Go slowly at the start. Learn how your body responds to the tremors. Shaking 3 times a week is a strong practice, probably no more than 10 to 15 minutes shaking after the exercises if you are new to TRE.

You can gradually build up as you feel more confident – longer periods of shaking and more often. Some people shake every day for many weeks, some people find it works fine for them just once a week or after a stressful event.

TRE is self regulating tool. Experiment to find the dose and pace that works for you.

Most people can learn the framework and skills in one or two sessions or groups. To develop a strong practice we find it is beneficial to attend a course of 6 or more sessions or groups. The extra support in facilitated sessions or groups helps to really develop skill and confidence when interacting with the tremors.


We recommend using the whole sequence the first 10 times you do TRE self practice. The sequence is very robust and has been road tested on hundreds of thousands of people. It will gently and safely lead you in to the tremors.

The sequence of exercises helps ground you in your body as well as tiring out pelvic muscles so they can start shaking.

The exercises are a tool to help you shake. The shaking is the magic part of TRE where self healing occurs. Overtime you will learn to let go and allow the tremors with out needing all the exercises. For many experienced shakers it is enough to lie down and do the floor exercises to initiate the tremors.

You may even notice times in the day (after running for the bus?) where you could let your self shake and discharge some tension. Play with the shakes, its your body!


Sometimes when after we shake the sensations in our bodies can feel more intense. This can be scary. Often the answer is to shake again, but halve the amount of time you actually tremor. Most people who feel worse initially on doing TRE, probably dived in too deep, too quick. Slowly is the best way of working with trauma, work in small manageable chunks.

Use a timer to help you regulate. Even 5 minutes can be a long time when you are learning or if you have been in a really difficult space. For some people even 1 minute might be enough.

If anything feels as though it is going too quick, or you feel as though you are dreamy and floaty and ungrounded, stop tremoring. Put the brakes on by letting you legs go flat and roll on to your side.


TRE is simple and powerful. For some people not talking, just shaking, coming into their body and working on their own is a life changing. These limits can also be hard for some people; they may benefit from finding a community, social justice, appropriate medication, ongoing one to one talking therapeutic support. In these cases TRE work best as part of a package of care.

No one knows how to treat trauma successfully for all clients. We do not claim TRE is cure for all people, nothing works all the time for everybody, this is the same for any intervention. Treating trauma is complex and evidence is unclear. TRE has some limited research, very good theory, lots of anecdotal evidence and passionate advocates.

Current trends in western medicine of working with trauma are based on finding better medications to dampen down body responses (eg beta blockers and anti-psychotics etc) or CBT as the gold standard therapeutic intervention.

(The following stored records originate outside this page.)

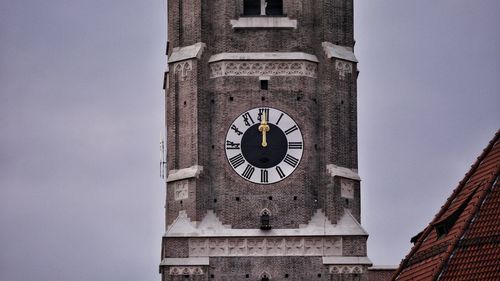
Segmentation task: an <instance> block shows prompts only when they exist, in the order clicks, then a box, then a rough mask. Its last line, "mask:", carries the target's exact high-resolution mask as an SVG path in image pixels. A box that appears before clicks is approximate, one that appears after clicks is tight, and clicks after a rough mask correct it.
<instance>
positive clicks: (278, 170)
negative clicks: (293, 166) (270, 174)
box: [276, 166, 285, 179]
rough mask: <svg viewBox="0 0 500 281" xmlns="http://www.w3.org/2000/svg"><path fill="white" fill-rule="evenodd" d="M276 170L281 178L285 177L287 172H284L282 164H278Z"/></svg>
mask: <svg viewBox="0 0 500 281" xmlns="http://www.w3.org/2000/svg"><path fill="white" fill-rule="evenodd" d="M276 172H278V176H280V179H282V178H284V177H285V173H283V170H282V169H281V168H280V166H276Z"/></svg>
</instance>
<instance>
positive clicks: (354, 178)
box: [326, 164, 361, 181]
mask: <svg viewBox="0 0 500 281" xmlns="http://www.w3.org/2000/svg"><path fill="white" fill-rule="evenodd" d="M326 170H327V171H328V173H329V174H330V176H331V177H343V178H348V179H353V180H357V181H360V180H361V178H360V177H359V175H358V170H357V169H349V168H346V167H340V166H337V165H334V164H328V165H326Z"/></svg>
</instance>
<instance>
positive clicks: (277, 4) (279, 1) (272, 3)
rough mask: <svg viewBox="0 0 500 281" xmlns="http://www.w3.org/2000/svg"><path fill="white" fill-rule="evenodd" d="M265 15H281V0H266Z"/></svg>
mask: <svg viewBox="0 0 500 281" xmlns="http://www.w3.org/2000/svg"><path fill="white" fill-rule="evenodd" d="M266 2H267V5H266V15H268V16H282V15H283V0H267V1H266Z"/></svg>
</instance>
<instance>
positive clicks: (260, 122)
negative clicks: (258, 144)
mask: <svg viewBox="0 0 500 281" xmlns="http://www.w3.org/2000/svg"><path fill="white" fill-rule="evenodd" d="M269 129H270V128H269V125H267V118H266V113H265V112H264V113H263V117H262V121H260V126H259V132H262V144H261V145H262V147H266V146H267V140H266V133H267V132H269Z"/></svg>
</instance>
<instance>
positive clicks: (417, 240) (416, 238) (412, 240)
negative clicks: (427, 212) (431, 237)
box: [410, 230, 424, 244]
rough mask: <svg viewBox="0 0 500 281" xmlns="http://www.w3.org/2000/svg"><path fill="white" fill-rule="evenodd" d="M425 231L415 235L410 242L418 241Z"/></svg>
mask: <svg viewBox="0 0 500 281" xmlns="http://www.w3.org/2000/svg"><path fill="white" fill-rule="evenodd" d="M423 233H424V231H423V230H422V231H420V232H419V233H418V234H417V235H415V236H413V237H412V238H411V239H410V243H413V244H415V243H417V241H418V239H420V237H421V236H422V234H423Z"/></svg>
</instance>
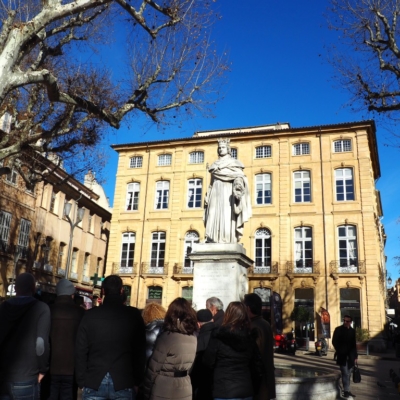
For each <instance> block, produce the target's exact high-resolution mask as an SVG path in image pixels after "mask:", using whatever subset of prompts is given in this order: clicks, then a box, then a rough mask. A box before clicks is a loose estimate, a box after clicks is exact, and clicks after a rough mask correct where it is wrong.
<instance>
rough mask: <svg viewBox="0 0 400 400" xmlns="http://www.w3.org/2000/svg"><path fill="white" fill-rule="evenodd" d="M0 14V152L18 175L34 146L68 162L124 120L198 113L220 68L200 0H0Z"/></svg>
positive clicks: (31, 175)
mask: <svg viewBox="0 0 400 400" xmlns="http://www.w3.org/2000/svg"><path fill="white" fill-rule="evenodd" d="M0 18H1V21H2V22H1V28H0V116H1V115H3V117H2V118H1V119H0V125H1V126H0V129H1V131H0V160H5V159H6V160H7V164H8V165H9V166H13V167H14V168H17V169H18V171H19V172H20V173H21V174H22V175H23V177H24V179H25V180H26V181H27V182H28V181H29V180H30V179H31V178H32V177H33V176H36V177H38V176H39V175H40V170H37V169H36V167H34V166H35V165H37V163H36V162H34V161H32V157H33V158H35V157H34V155H35V154H36V153H37V154H40V155H42V156H43V155H46V154H48V153H51V154H58V155H61V156H62V158H63V159H68V158H72V159H73V160H74V163H75V164H76V163H77V159H78V158H79V155H82V154H83V153H84V152H85V151H87V150H89V149H90V151H92V149H93V148H95V147H96V145H97V144H98V143H99V141H100V140H101V138H102V136H103V135H104V134H106V133H107V132H109V129H110V127H112V128H116V129H118V128H119V127H120V125H121V121H123V120H124V119H128V120H131V121H135V119H137V118H138V117H139V116H140V115H144V116H146V117H148V119H149V120H151V121H153V122H154V123H162V122H164V123H166V122H168V121H169V118H172V119H173V118H176V116H177V113H178V112H179V110H180V111H181V112H183V113H185V114H188V113H192V112H196V111H197V110H200V111H201V112H206V113H207V112H208V111H209V109H208V106H209V105H210V103H212V102H213V101H215V100H216V99H217V97H218V96H217V95H218V86H217V84H218V81H219V80H218V77H220V76H222V74H223V73H224V71H225V70H226V68H225V65H224V63H223V62H222V61H221V58H220V57H219V56H218V55H217V53H216V52H215V49H214V48H213V46H212V43H210V26H211V25H212V23H213V20H214V19H215V14H214V13H213V10H212V9H211V8H210V5H209V4H208V1H207V0H160V2H158V1H154V0H0ZM113 38H115V40H114V39H113ZM118 40H119V42H118ZM115 43H119V46H116V45H115ZM106 44H107V45H109V46H110V49H109V54H110V58H115V57H116V58H118V60H122V62H120V63H118V65H117V67H116V66H115V63H114V64H113V63H112V62H110V63H109V65H102V64H103V63H101V62H100V61H99V59H98V58H96V52H97V53H98V52H101V51H104V46H105V45H106ZM114 46H115V47H114ZM88 52H90V53H91V54H93V55H94V56H93V59H94V60H95V61H94V62H88V61H87V60H88V59H89V57H85V55H87V54H88ZM8 115H11V117H12V118H11V119H10V121H11V123H9V121H8V120H7V118H8ZM22 154H24V155H23V156H22ZM81 159H82V160H88V158H87V157H81ZM84 165H85V168H87V163H85V164H84Z"/></svg>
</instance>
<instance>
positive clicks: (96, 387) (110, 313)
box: [75, 275, 146, 400]
mask: <svg viewBox="0 0 400 400" xmlns="http://www.w3.org/2000/svg"><path fill="white" fill-rule="evenodd" d="M101 292H102V295H103V296H104V300H103V304H102V305H101V306H100V307H94V308H92V309H90V310H88V311H86V312H85V315H84V316H83V318H82V321H81V323H80V325H79V328H78V334H77V340H76V349H75V371H76V379H77V382H78V386H79V387H80V388H81V389H83V392H82V398H83V400H89V399H94V398H95V399H97V400H102V399H126V400H134V399H135V398H136V393H137V388H138V386H139V385H140V384H141V382H142V380H143V374H144V368H145V345H146V338H145V329H144V322H143V318H142V316H141V315H140V312H139V310H138V309H137V308H134V307H127V306H125V305H124V304H123V298H122V293H123V288H122V280H121V278H120V277H119V276H117V275H109V276H107V277H106V278H105V279H104V281H103V282H102V288H101Z"/></svg>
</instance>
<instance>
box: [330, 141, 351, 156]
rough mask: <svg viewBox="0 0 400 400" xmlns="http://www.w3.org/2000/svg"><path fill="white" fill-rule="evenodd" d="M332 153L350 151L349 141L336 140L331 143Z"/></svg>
mask: <svg viewBox="0 0 400 400" xmlns="http://www.w3.org/2000/svg"><path fill="white" fill-rule="evenodd" d="M333 151H334V152H335V153H343V152H345V151H351V140H350V139H346V140H336V141H335V142H333Z"/></svg>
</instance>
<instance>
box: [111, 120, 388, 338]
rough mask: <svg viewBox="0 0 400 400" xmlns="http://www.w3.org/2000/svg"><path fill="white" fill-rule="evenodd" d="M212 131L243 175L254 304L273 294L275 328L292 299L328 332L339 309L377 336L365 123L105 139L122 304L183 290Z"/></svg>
mask: <svg viewBox="0 0 400 400" xmlns="http://www.w3.org/2000/svg"><path fill="white" fill-rule="evenodd" d="M220 137H223V138H228V139H230V145H231V149H232V156H233V157H236V158H238V159H239V160H240V161H241V162H242V163H243V164H244V166H245V169H244V171H245V174H246V175H247V177H248V180H249V189H250V193H251V198H252V208H253V216H252V218H251V220H250V221H249V222H248V223H247V224H246V225H245V227H244V235H243V238H242V244H243V246H244V247H245V249H246V251H247V255H248V256H249V257H250V258H251V259H253V260H254V265H253V266H252V268H251V269H250V271H249V274H248V277H249V290H250V292H253V291H256V292H257V293H259V294H260V295H261V297H262V298H263V302H264V309H265V312H266V313H268V311H269V309H270V300H269V299H270V296H271V294H272V293H273V292H276V293H279V294H280V295H281V297H282V300H283V323H284V331H285V332H287V331H289V330H290V329H291V328H292V326H294V323H293V322H292V321H291V319H290V314H291V312H292V311H293V309H294V307H295V306H304V307H307V308H308V309H309V310H310V311H311V312H312V315H314V321H315V323H316V322H317V319H318V318H317V316H318V314H319V313H320V308H321V307H323V308H325V309H327V310H328V311H329V312H330V316H331V327H330V329H331V331H333V329H334V328H335V327H336V326H337V325H339V324H341V320H342V317H343V315H344V314H350V315H352V316H353V318H354V325H355V326H360V327H363V328H365V329H368V330H369V331H370V333H371V336H373V337H376V338H378V336H379V334H380V332H381V331H382V328H383V325H384V323H385V307H384V304H385V303H384V301H385V274H386V270H385V261H384V242H385V235H384V231H383V227H382V224H381V217H382V207H381V202H380V194H379V191H377V190H376V187H375V182H376V180H377V179H378V178H379V176H380V167H379V158H378V152H377V144H376V136H375V124H374V122H373V121H367V122H354V123H345V124H337V125H324V126H317V127H305V128H291V127H290V125H289V124H276V125H268V126H258V127H248V128H239V129H238V128H235V129H227V130H216V131H208V132H197V133H195V134H194V136H193V137H191V138H185V139H176V140H163V141H153V142H145V143H129V144H122V145H114V146H113V148H114V149H115V150H116V151H117V152H118V153H119V164H118V172H117V181H116V190H115V198H114V209H113V216H112V222H111V232H110V241H109V250H108V252H109V257H108V262H107V267H106V273H107V274H110V273H119V274H120V275H121V277H122V278H123V280H124V284H125V285H126V287H127V290H128V291H129V292H130V294H131V297H130V303H131V305H135V306H136V305H137V306H138V307H139V308H142V307H144V305H145V304H146V302H147V301H149V300H156V301H159V302H161V303H162V304H163V305H164V306H167V305H168V304H169V303H170V302H171V301H172V300H173V299H174V298H175V297H177V296H183V297H187V298H190V296H191V292H192V285H193V275H192V272H193V268H192V265H191V262H190V260H189V259H188V257H187V252H188V251H189V252H190V249H191V247H192V244H193V243H194V242H198V241H202V240H204V231H205V230H204V224H203V202H204V196H205V193H206V189H207V187H208V185H209V182H210V175H209V173H208V171H207V167H208V165H211V163H212V162H214V161H215V160H216V159H217V139H218V138H220ZM309 327H310V329H311V331H312V334H314V333H315V332H314V329H317V330H318V327H317V324H315V328H314V326H313V324H311V325H310V326H309ZM296 329H297V330H299V329H300V325H299V324H298V323H296ZM312 338H313V336H312Z"/></svg>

The evidence base for CBT is mixed at best. Most trauma theorists are focused on some form of graded exposure to intense sensations and teaching emotional regulation. The better ones appreciate emotions emerge from the body.

There is excellent theory and very good developing evidence about changing body reflexes – the core of the TRE model – and a number of exciting modalities trying to find the best ways of down-regulating over protective reflexes (eg EMDR, Mindfulness Based Stress Reduction MBSR). The goal is changing the body in the first instance; not starting with the mind and focusing on cognitive understanding and tools.

Some of the talking treatments that have been researched – eg brief intervention therapies and talking treatments (famously research on talking treatments post 9-11 in USA was not supportive) – do not come out very well at all in some long term studies. It is hard working with trauma, particularly if people are dissociated. Dissociation is massively under appreciated in the most therapeutic approaches.

The best metaphor for how TRE works is probably not releasing tension, rather, ‘waking your body up’. It is often more effective to frame shaking as a process that safely generates new feelings of connection that are inherently anti dissociative.